Jesus also seemed to hold to a literal Genesis, when he spoke of God’s creation of Adam and Eve. 

I can understand the desire for conformity, especially when a persons advancement in academia is at stake, and it’s just IMHO, but I think much of this biologos movement is an attempt to ‘keep the “faith”’ and keep the membership.

I don’t think rejecting an evolutionary mechanism for initial creation is intellectually inferior view; it just accepts God doing more outrageous acts in history than are comfortable, and they have the effect (and maybe purpose) of knocking down our persistant creation of more and more “towers of babel”.

Martin Rizley - #20554

July 5th 2010

Victor,  I am in total sympathy with you about God’s freedom to create with an appearance of age.  It may well be that the ‘apparent’ age of the universe is just that—an appearance contrary to actual fact.  People on the Biologos website have a problem with that, because they think it would make God a Deceiver.  I disagree.  God may do things for reasons that transcend our understanding without being a deceiver; to dispute that is to show that one is at heart a rationalist.  My point is that we should only be dogmatic about things that God has expressly affirmed in the Bible, and less dogmatic about those things that are not expressly affirmed but merely inferred as a possible or probable inference.  The ideat that the first three days of creation were all of uniform 24 hours duration seems to me like an inference from Scripture.  It is not expressly taught, and the fact that we have an example in Scripture of at least one literal day whose duration varied from the norm (Joshua 10) tells me that we should be cautious on this issue.  However, I strongly oppose the idea that God cannot intervene in the natural world to perform miracles that affect earth’s geomorphology.

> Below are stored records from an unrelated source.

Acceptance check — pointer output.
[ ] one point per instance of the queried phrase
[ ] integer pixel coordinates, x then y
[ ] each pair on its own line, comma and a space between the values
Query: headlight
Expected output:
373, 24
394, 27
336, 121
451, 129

One time commenter - #23718

July 28th 2010

Martin Rizley - #19410
“God perceives that a departure from normality is needed and he overrides natural law to effect a non-natural or miraculous event”

Well,  God may had perceived,  or He’s perceiving, or He Will perceive something. It makes me very uncomfortable when anyone declares to know what God will do, is doing, or did in the past.

Bible tell us how God behaved,, and gives accoun of him for a limited period of time, but how do we know he had behaved like this in the past. How do we know he will behave like this in the future. I know jesus has already made to us a promise,  But is written that God has changed his mind before.

I se uniformalism very alike, I mean you’re sure that God’s opinions and intentios at this very present day are the same as 3,000 or 2,000 or 1,000 years ago. You are so sure GOD’S intentions haven´t changed (In my opinion God can not be totally comprehended by my mortal mind and as long as I know God can do anything he wants even to change his opinion) ,and yet you doubt earth could have some process that have remained the same trhough out its history.

Vic - #23942

July 29th 2010

I don’t think God overrides natural law per se but introduces a more powerful cause or influence that overpowers or supersedes the ‘natural’ law He enforces.  Kind of like me pedaling my bike op a hill doesn’t override gravity but based on my volition overcomes it for a time, with respect to the location of myself and my bike.  God is omnipotent and can introduce His power at His will and decree.  Nothing magic, just omnipotent, transcendent and sovereign.

Patrick - #24813

August 6th 2010

An analogy is a comparison between two different things.  By definition, eschatological uniformitarianism IS NOT the same as geological uniformitarianism.  Macarthur is muddying the distinction—and of course ignores the rest of the book of 2 Peter (day is like a thousand years and only the church has teaching authority—not anyone waving her book over his head).

Peter wasn’t saying anything about evolution.
Peter wasn’t saying anything about creation.
Peter was simply saying that judgement will come just as it has in the past.